On Fri, Jul 6, 2018 at 6:00 PM, Gregory Maxwell <greg@xiph.org> wrote:
On Fri, Jul 6, 2018 at 9:05 PM, Russell O'Connor via bitcoin-dev
<bitcoin-dev@lists.linuxfoundation.org> wrote:
> If the inputs to hash were reordered as hash(bytes(dG) || bytes(x(R)) || m)
> then there is an opportunity for SHA256 expander to be partially prefilled
> for a fixed public key.  This could provide a little benefit, especially
> when multiple signatures for a single public key need to be generated and/or
> verified.  If all things are otherwise equal, perhaps this alternate order
> is better.

There is a minor design preference to have message before nonce when
H() is a MD-style hash function.  Say the attacker knows some weakness
in H and can find pairs of messages m and m' so that the compression
function results in the same midstate.  He could then ask you to sign
m but get a signature that also works for m'.   If the signer
controlled R value comes first, then this doesn't work.    The pubkey
being where it is in the current design just follows from the idea
that it is just logically prepended on the message.  I don't think the
pubkey is sufficiently attacker controlled that the above argument
would apply,  so H(P || R.x || m) would be okay.

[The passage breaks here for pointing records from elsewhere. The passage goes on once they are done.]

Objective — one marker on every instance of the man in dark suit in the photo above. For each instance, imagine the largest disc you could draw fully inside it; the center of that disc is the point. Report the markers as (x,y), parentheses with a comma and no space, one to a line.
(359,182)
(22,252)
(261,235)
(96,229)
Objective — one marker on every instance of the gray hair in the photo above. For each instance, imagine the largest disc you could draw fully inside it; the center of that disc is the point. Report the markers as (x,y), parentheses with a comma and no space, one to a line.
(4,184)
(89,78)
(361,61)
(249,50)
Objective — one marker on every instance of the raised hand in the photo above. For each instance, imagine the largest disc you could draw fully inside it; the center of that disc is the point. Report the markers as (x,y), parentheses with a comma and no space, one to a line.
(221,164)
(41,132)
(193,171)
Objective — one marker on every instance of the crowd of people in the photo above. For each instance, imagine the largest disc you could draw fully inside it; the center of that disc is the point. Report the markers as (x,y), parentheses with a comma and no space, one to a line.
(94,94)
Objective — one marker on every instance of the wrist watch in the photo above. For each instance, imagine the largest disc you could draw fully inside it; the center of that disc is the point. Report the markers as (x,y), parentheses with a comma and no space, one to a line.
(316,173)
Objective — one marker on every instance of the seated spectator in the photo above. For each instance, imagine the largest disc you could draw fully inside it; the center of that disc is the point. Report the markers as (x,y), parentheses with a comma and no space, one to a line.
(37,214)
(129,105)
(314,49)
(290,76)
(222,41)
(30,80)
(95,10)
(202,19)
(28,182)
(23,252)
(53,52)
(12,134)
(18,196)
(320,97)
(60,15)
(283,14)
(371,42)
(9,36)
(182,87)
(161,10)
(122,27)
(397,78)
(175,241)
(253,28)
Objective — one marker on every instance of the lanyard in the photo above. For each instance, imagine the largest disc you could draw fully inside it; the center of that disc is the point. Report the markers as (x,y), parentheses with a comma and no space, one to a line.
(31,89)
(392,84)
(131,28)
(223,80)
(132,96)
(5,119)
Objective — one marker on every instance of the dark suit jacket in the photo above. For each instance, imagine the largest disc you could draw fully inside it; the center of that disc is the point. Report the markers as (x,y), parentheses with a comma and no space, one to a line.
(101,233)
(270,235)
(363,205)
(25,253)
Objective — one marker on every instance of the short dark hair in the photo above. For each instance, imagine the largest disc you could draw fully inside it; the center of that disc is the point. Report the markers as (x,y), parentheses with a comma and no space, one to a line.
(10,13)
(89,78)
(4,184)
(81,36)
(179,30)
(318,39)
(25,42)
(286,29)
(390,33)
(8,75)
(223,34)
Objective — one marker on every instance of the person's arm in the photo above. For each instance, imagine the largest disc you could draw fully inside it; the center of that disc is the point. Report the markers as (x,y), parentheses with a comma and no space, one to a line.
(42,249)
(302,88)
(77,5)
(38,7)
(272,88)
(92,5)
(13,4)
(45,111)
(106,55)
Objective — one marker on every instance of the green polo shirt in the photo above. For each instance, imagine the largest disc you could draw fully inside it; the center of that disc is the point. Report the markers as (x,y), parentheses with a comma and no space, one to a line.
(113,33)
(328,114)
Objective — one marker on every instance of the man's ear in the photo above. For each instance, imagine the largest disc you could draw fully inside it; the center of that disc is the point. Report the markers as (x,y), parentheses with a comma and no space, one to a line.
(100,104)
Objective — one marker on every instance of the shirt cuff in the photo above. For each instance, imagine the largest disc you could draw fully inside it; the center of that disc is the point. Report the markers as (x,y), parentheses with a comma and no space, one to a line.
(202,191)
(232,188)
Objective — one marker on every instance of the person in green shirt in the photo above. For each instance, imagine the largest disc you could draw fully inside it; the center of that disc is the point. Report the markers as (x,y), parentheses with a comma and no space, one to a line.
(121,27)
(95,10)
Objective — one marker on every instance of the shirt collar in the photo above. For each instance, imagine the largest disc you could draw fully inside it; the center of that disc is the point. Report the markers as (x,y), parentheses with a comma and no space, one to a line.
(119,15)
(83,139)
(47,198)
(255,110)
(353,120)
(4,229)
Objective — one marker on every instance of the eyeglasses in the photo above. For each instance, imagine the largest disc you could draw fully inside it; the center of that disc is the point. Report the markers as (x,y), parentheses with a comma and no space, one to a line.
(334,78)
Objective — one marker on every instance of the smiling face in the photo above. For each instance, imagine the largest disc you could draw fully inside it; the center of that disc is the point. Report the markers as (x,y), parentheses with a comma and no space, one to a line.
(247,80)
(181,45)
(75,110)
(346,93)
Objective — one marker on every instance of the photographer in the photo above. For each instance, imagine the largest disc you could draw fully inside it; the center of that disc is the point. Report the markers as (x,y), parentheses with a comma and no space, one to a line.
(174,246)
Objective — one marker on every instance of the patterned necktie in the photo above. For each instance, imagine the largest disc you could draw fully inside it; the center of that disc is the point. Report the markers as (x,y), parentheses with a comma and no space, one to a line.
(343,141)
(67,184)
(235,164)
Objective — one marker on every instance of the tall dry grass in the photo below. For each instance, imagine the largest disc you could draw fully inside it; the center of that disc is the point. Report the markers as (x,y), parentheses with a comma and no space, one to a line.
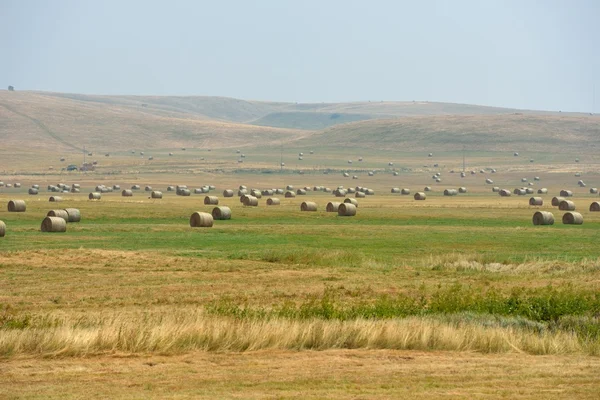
(55,335)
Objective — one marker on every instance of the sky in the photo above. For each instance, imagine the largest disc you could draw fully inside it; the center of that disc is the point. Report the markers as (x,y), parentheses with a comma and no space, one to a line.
(542,54)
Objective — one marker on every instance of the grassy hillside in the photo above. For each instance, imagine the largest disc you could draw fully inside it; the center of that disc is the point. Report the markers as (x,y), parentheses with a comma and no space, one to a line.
(509,132)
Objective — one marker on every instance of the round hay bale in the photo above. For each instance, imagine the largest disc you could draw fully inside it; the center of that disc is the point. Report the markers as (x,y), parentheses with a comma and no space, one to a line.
(250,201)
(16,206)
(566,205)
(74,215)
(572,218)
(566,193)
(543,218)
(308,206)
(211,200)
(420,196)
(54,224)
(201,220)
(221,213)
(450,192)
(59,213)
(347,210)
(332,206)
(351,201)
(536,201)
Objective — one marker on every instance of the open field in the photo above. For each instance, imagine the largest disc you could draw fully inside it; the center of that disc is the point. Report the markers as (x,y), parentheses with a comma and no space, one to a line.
(452,296)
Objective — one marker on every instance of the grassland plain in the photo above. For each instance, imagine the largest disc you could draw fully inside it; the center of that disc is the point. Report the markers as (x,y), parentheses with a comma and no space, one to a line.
(452,296)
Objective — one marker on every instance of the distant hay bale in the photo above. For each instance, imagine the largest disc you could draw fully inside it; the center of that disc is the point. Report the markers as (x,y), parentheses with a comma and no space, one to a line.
(346,210)
(450,192)
(16,206)
(58,213)
(74,215)
(543,218)
(54,224)
(201,220)
(211,200)
(308,206)
(351,201)
(221,213)
(572,218)
(536,201)
(420,196)
(332,206)
(250,201)
(566,205)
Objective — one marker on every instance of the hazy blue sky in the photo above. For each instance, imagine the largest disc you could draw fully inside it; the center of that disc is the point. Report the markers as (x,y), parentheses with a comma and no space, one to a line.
(527,54)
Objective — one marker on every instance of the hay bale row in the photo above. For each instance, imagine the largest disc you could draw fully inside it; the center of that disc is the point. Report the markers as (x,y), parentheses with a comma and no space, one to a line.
(221,213)
(54,224)
(201,220)
(346,210)
(308,206)
(17,206)
(572,218)
(543,218)
(566,205)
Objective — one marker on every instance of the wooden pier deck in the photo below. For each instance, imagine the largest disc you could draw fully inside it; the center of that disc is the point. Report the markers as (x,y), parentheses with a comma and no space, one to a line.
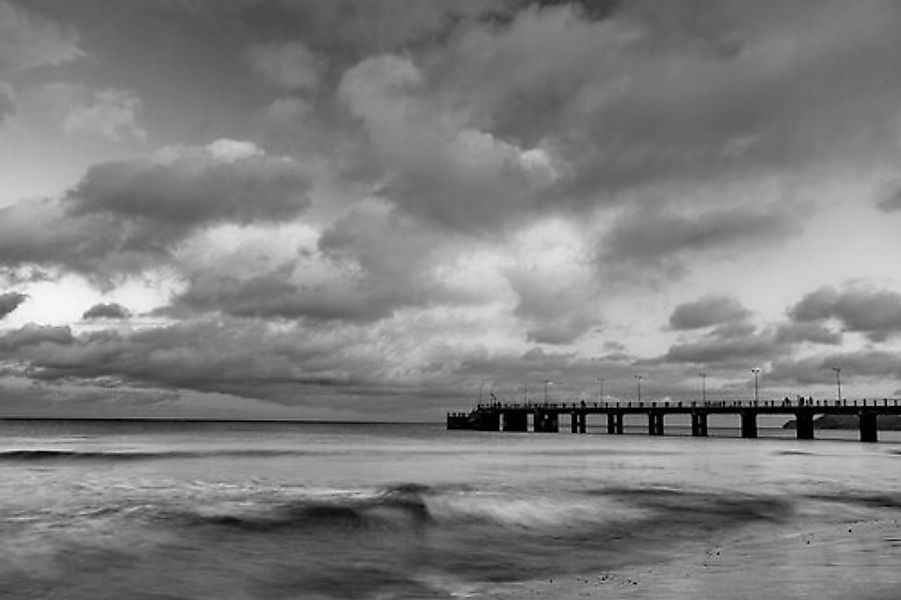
(545,417)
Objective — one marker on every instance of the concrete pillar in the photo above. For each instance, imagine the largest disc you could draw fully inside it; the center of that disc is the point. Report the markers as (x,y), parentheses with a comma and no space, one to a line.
(869,431)
(804,422)
(516,421)
(699,424)
(547,422)
(748,424)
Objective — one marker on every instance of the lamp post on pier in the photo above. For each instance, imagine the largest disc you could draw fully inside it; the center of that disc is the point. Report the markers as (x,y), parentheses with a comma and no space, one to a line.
(756,372)
(703,377)
(838,382)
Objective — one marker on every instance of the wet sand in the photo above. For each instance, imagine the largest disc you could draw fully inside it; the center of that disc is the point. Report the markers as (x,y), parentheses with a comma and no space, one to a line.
(798,564)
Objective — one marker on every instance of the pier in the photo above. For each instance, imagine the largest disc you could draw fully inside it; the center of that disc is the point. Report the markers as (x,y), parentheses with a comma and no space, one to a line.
(546,417)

BUT, the sha256 compression function reads 64 bytes at a time. PRM
would not let you precompute a whole compression function run, but
instead would just let you hardwire part of the expander in a pubkey
dependant way-- an optimization I'm pretty confident virtually no one
would use.  (Hardwiring to a constant, yes. Hardwiring to a reused
dynamic value that comes in from the network, no)

Right.  I readily admit my proposal has extremely marginal efficiency benefits. However, I didn't realize there is also an extremely marginal security benefit to placing the nonce in front of everything.  Although these things are so marginal that it is perhaps a waste of time to even be considering them, I think I'd judge the extremely marginal security benefit to exceed the value of the extremely marginal efficiency gain.  It's probably best to leave the nonce at the beginning after all.
If instead the hash function were defined as using 31 zeros then
P||R||m (or P || 31 zeros bytes || R || m, I'm not sure what would be
better), an entire midstate could be cached for different pubkeys. m
is often 32 bytes, sadly- - but the final compression run in that case
would only be the constant update with the length.... and
almost-all-zeros + constant length, is an easy optimization. (Bitcoin
core even has it for computing sha256(sha256())).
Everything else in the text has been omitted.